Climate Change - IPCC Report - Putting information in a form that will influence politicians?

Purdue University President Mitch Daniels is a climate science denier. He’s invited Steve Koonin, author of “Unsettled” to speak on campus this week, and has received some blowback. In his WaPo editorial of 10/12, Mitch Daniels defended Koonin and cited this:
https://www.ipcc.ch/site/assets/uploads/2018/02/WGIIAR5-Chap10_FINAL.pdf

which, honest to God and much to my surprise, does say in right there on page 662:

"For most economic sectors, the impact of climate change will be small relative to the impacts of other drivers (medium evidence, high agreement). Changes in population, age, income, technology, relative prices, lifestyle, regulation, governance, and many other aspects of socioeconomic development will have an impact on the supply and demand of economic goods and services that is large relative to the impact of climate change. {10.10} "

What in the world? Can someone provide context for this? How is the IPCC saying - in effect - climate change is no big deal? I’m baffled.

Some of the context is explained here:

Since this is pretty much guaranteed to involve political discussions, let’s move this to P&E (from GQ).

Any factual information is of course still welcome.

Yes, I’ve read that - and I don’t see an answer regarding the specific cite used by Daniels. Why in the world does chapter 10 of IPCC 2018 undermine the points made elsewhere?

I don’t read it the same way at all. From the opening paragraph, the key line to me is:

I read that as saying “If none of the above changes takes place, climate change won’t cause major issues in some economic sectors, relatively speaking.” I completely agree with that. The problem is that climate change is absolutely going to change the above attributes in many ways and many places and that will likely dwarf the impact that a two degree temperature increase will have on Omaha, NE. barring the above changes.

Tourism might have the same economic outcome as it does today, but it might have all moved from beaches in the Caribbean to the newly snow-bound slopes in North Georgia. If the East and West coasts are no more for a few miles inward, mass migration to the inner states will have a huge impact on a location’s population, income, relative prices, lifestyle, regulations, etc.

The important phrase is “relative to.” That does not imply that climate change is no big deal. Rather, its impact is smaller compared to other predicaments that affect humanity. Unfortunately, these predicaments are connected to and amplify each other.

Similar issues can be seen in the article I shared: the misdirection involves looking at only global area burned. It does not look at frequency and intensity.

One way of looking at the issue is to see it in light of climate change plus environmental damage and limits to growth. The latter is explained here and hinted at in the second sentence of what was quoted:

How can you possibly get that from what is the clear meaning of what they are saying? Read the whole chapter. For example, they also say this:

That is a relatively small effect for that far in the future. For reference, at an annual GDP growth of 2.5%, global GDP will be seven times higher in 2100 than it is now.
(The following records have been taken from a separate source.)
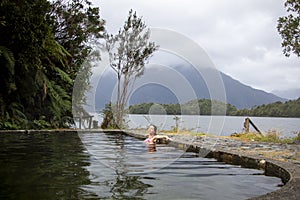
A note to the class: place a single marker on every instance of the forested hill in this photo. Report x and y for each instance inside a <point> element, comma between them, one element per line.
<point>204,107</point>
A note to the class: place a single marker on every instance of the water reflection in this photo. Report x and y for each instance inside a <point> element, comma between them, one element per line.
<point>114,166</point>
<point>43,166</point>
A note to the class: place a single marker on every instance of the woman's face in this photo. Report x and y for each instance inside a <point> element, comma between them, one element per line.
<point>151,130</point>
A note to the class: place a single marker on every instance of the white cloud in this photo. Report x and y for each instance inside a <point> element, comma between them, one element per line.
<point>239,36</point>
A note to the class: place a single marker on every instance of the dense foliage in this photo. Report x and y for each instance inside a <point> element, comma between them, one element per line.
<point>43,44</point>
<point>278,109</point>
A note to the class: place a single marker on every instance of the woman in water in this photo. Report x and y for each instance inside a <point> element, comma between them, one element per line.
<point>153,138</point>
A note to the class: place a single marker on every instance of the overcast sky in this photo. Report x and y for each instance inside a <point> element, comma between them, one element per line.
<point>239,36</point>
If climate change reduces our income by 2% at that point, we will still be vastly wealthier than we are today.

On the other hand, if stopping climate change reduces annual GDP growth by 0.5%, then instead of being seven times richer by 2100, we’ll be 4.77 times richer - an effect that swamps the effect of climate change because the losses would start soon and compound each year, while negative climate change effects will be largely back-loaded.

And yes, the variability in the other factors mentioned (population growth, technological advancement, social conditions) result in larger swings in future wealth than climate change. Read the rest of the chapter and they explain why - with the caveat that much of the analysis is of medium or low confidence, because the future is impossible to predict. These are essentially best-guess forecasts, but nothing you’d want to take to the bank.

As a reminder, economic forecasts by the very best are generally no better than random chance once you get more than a year or two out, because the future is a random walk full of unknown unknowns. The best argument against climate change is not found in specific numbers, but in the fact that we are putting CO2 into the atmosphere at an unprecedented rate, and we don’t know what will happen exactly.

Again, I don’t disagree that globally, the economic impact could be smallish. My point was that it will shift, and likely greatly, which is what that statement about relatively large changes to the other attributes is all about. If me and Elon Mush swap places, we’ll still average out to be 100 billionaires, but my life and his life would likely change drastically.

Reading the report it appears that its based on an oddly specific set of economic sectors: tourism, heating and cooling, health services, transportation and Insurance. As far as I can tell, they offer no explanation why those chose those sectors, but it looks fishy to me. They don’t, for example, take a look at agriculture which is a huge segment of the economy for many countries, and will be majorly affected by climate change. IMHO ignoring that sector falls in the area of, “Well aside from that, Mrs. Lincoln, how did you enjoy the play?”